Desde então, a cidade tem registrado o que dissidentes chamam de diáspora, e a gestão local conta 117,4 mil habitantes a menos entre 2019 e 2021. Alguns países como Reino Unido, Canadá e Austrália criaram programas de asilo político. Só no Reino Unido, cerca de 100 mil honcongueses ganharam visto de residência nos primeiros 12 meses após o governo britânico abrir essa possibilidade, em 2021.
Para Li Xing, professor de relações internacionais da universidade de Aalborg, na Dinamarca, a Lei de Segurança Nacional foi a maneira definitiva que o regime chinês encontrou para lidar com os protestos que, segundo ele, se tornavam mais e mais violentos. Segundo o especialista, é preciso entender os protestos pró-democracia sob a ótica do aumento da rivalidade entre China e potências do Ocidente.

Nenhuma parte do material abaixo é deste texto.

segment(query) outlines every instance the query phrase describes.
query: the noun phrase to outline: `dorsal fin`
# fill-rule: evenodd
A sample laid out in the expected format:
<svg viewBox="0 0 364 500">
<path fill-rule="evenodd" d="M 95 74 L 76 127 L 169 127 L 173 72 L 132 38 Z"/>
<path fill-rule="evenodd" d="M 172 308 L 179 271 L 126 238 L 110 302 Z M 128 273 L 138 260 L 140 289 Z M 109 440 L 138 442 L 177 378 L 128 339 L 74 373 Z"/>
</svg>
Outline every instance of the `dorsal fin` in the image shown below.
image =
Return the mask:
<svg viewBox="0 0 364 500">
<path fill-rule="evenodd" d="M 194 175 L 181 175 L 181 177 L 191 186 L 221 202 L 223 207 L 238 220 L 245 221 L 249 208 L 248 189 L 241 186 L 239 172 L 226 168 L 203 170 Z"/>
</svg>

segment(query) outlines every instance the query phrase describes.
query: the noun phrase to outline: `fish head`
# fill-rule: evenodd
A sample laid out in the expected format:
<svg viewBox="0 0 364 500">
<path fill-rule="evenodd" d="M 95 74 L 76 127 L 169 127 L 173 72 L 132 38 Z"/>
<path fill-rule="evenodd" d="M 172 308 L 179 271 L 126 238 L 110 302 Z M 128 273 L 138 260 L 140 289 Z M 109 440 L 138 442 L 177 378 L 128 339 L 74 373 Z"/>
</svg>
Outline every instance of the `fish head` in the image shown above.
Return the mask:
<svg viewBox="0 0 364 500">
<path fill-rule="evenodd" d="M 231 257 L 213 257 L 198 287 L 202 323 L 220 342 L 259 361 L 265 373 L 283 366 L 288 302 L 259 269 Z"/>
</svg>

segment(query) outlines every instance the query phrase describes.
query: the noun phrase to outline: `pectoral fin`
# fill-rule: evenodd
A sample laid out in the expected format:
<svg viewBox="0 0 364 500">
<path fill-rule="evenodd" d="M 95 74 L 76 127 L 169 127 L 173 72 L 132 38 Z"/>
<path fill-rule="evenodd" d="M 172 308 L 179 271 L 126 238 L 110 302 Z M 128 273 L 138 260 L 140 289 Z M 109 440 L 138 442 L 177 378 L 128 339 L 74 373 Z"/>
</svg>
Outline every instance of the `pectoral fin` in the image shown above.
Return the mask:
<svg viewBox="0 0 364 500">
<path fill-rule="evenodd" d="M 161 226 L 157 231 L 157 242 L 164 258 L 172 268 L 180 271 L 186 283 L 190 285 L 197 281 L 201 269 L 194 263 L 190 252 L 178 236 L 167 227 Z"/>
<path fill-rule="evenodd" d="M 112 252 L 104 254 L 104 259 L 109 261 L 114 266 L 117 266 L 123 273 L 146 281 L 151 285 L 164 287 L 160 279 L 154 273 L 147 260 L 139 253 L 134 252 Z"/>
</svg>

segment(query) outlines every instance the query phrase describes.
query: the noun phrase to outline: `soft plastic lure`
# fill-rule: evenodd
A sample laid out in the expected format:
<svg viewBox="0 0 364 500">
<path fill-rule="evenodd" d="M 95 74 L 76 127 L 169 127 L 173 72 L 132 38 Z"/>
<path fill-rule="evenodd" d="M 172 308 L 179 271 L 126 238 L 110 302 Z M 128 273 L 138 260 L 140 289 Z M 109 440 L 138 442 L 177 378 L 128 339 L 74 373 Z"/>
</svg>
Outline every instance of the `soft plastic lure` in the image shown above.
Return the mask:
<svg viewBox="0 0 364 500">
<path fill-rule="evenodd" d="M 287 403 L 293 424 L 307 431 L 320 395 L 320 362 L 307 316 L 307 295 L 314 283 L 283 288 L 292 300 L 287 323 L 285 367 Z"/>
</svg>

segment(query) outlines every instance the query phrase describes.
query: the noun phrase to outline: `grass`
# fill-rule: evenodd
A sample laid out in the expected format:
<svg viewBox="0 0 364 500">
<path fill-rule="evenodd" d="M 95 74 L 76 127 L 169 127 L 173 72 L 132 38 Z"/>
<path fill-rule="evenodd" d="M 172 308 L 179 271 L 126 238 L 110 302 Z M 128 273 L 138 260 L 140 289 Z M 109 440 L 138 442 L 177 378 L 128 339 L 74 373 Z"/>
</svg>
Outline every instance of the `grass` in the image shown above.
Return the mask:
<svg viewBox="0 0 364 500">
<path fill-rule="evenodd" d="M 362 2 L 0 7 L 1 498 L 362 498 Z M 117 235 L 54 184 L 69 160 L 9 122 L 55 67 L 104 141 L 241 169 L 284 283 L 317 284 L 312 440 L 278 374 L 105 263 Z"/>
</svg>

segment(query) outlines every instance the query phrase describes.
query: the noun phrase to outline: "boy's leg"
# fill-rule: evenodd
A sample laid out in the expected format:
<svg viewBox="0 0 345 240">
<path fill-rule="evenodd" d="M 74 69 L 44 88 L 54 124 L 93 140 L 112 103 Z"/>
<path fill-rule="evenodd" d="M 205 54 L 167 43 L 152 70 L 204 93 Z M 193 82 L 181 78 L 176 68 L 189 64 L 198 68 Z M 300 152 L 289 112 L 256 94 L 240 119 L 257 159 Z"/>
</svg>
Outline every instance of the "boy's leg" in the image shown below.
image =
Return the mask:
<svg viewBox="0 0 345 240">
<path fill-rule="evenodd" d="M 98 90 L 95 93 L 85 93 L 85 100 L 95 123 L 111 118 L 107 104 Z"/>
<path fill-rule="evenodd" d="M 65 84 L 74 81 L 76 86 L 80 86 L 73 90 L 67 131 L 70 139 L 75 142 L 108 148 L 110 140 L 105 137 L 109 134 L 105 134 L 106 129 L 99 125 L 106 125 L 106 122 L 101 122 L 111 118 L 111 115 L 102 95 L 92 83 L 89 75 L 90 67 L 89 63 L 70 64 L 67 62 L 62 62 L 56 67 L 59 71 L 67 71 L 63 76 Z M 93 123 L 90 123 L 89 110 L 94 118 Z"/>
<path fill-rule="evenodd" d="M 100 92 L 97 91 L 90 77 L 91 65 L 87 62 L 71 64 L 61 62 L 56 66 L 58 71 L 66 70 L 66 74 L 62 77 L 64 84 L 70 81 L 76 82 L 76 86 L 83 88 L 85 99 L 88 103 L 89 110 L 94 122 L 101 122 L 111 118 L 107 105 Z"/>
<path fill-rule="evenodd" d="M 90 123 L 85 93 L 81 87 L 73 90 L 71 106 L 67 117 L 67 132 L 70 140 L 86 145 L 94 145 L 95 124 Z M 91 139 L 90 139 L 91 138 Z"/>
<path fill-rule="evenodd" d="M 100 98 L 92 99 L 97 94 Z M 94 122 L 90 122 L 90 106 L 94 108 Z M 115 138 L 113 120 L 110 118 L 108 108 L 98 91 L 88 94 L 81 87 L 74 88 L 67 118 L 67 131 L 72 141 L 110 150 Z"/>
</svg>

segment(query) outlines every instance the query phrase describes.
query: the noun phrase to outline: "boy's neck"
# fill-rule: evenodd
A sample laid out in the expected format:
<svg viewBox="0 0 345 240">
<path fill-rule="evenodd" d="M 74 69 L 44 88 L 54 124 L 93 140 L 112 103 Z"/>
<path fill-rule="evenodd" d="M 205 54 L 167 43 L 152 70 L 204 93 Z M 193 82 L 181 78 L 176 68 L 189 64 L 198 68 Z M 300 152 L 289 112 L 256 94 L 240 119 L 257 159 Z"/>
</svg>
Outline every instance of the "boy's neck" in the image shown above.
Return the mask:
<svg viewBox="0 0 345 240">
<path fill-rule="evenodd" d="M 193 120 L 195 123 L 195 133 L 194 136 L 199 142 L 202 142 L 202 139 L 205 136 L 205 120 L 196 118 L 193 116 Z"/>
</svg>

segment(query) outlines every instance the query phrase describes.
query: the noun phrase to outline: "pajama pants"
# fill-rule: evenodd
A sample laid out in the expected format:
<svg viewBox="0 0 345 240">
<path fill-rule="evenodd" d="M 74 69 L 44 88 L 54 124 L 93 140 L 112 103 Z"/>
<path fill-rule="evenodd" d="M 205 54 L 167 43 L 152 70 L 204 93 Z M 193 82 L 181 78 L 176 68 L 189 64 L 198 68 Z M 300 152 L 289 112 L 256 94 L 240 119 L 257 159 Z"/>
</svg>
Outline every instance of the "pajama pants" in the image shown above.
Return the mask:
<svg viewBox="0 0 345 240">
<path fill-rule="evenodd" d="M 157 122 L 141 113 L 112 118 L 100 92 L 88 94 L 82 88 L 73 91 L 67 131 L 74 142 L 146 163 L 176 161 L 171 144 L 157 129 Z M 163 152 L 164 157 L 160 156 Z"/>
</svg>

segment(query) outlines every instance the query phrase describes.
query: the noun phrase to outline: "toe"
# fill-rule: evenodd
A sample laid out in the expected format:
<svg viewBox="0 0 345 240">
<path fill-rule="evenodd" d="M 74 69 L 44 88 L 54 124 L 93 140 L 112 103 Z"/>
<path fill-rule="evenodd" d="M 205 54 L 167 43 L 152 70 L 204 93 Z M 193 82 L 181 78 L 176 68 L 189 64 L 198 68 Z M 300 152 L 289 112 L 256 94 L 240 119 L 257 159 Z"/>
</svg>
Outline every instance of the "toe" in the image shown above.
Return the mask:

“Todo país tem leis de segurança nacional. Os Estados Unidos proíbem empresas chinesas alegando risco à segurança nacional, como a Huawei”, afirma Xing, dizendo que os manifestantes honcongueses recebiam ajuda do exterior, inclusive em equipamentos como máscaras contra bombas de gás.
Outro fator que o professor aponta para entender as manifestações pró-democracia é uma espécie de ansiedade que tem recaído principalmente sobre os mais jovens pela estagnação da economia da ilha, que desde o fim do século passado cresce em ritmos muito inferiores ao da China continental.
No primeiro trimestre deste ano, enquanto boa parte do mundo se recuperava da pandemia, Hong Kong registrou queda de 3% do PIB em relação ao trimestre anterior, agravado pelo surto de Covid que paralisou a cidade. A taxa de desemprego, antes ao redor dos 3%, está acima de 5% -após chegar a 7% em 2021.
Evandro Menezes de Carvalho, doutor em direito internacional e professor da FGV e da UFF, afirma que o contexto histórico torna ainda mais grave diante dos olhos da China o que pode parecer uma interferência estrangeira, uma vez que o domínio de Hong Kong remonta ao chamado “século da humilhação”, em que potências ocidentais, sobretudo o Reino Unido, destroçaram a economia chinesa.
“Estava lá em 2019 e vi protestos bastante ordeiros, diga-se. Mas vi também alguns manifestantes que empunhavam bandeiras da Inglaterra e pediam uma intervenção britânica. Isso é um problema, sobretudo quando se olha o passado da China, com a própria tomada de Hong Kong e a assinatura de tratados [de cessão de territórios] que até hoje os chineses consideram humilhantes.”
Para Carvalho, “qualquer tipo de crítica ou ação de outro país em relação a Hong Kong pode ser vista como uma intervenção externa em assuntos internos, o que é proibido pelo direito internacional, e não há contestação que a soberania da cidade é da República Popular da China.”
Enquanto isso, a população de Hong Kong já perdeu as esperanças de reformas consideráveis no futuro próximo, diz o dissidente Alex Chow. “Pequim já deixou claro que não vai respeitar mais a regra de um país, dois sistemas. A única maneira de uma mudança expressiva acontecer seria com a queda do regime na China. Aí, quem sabe, poderia haver uma janela para reformas reais. Por enquanto, não tenho esperanças.”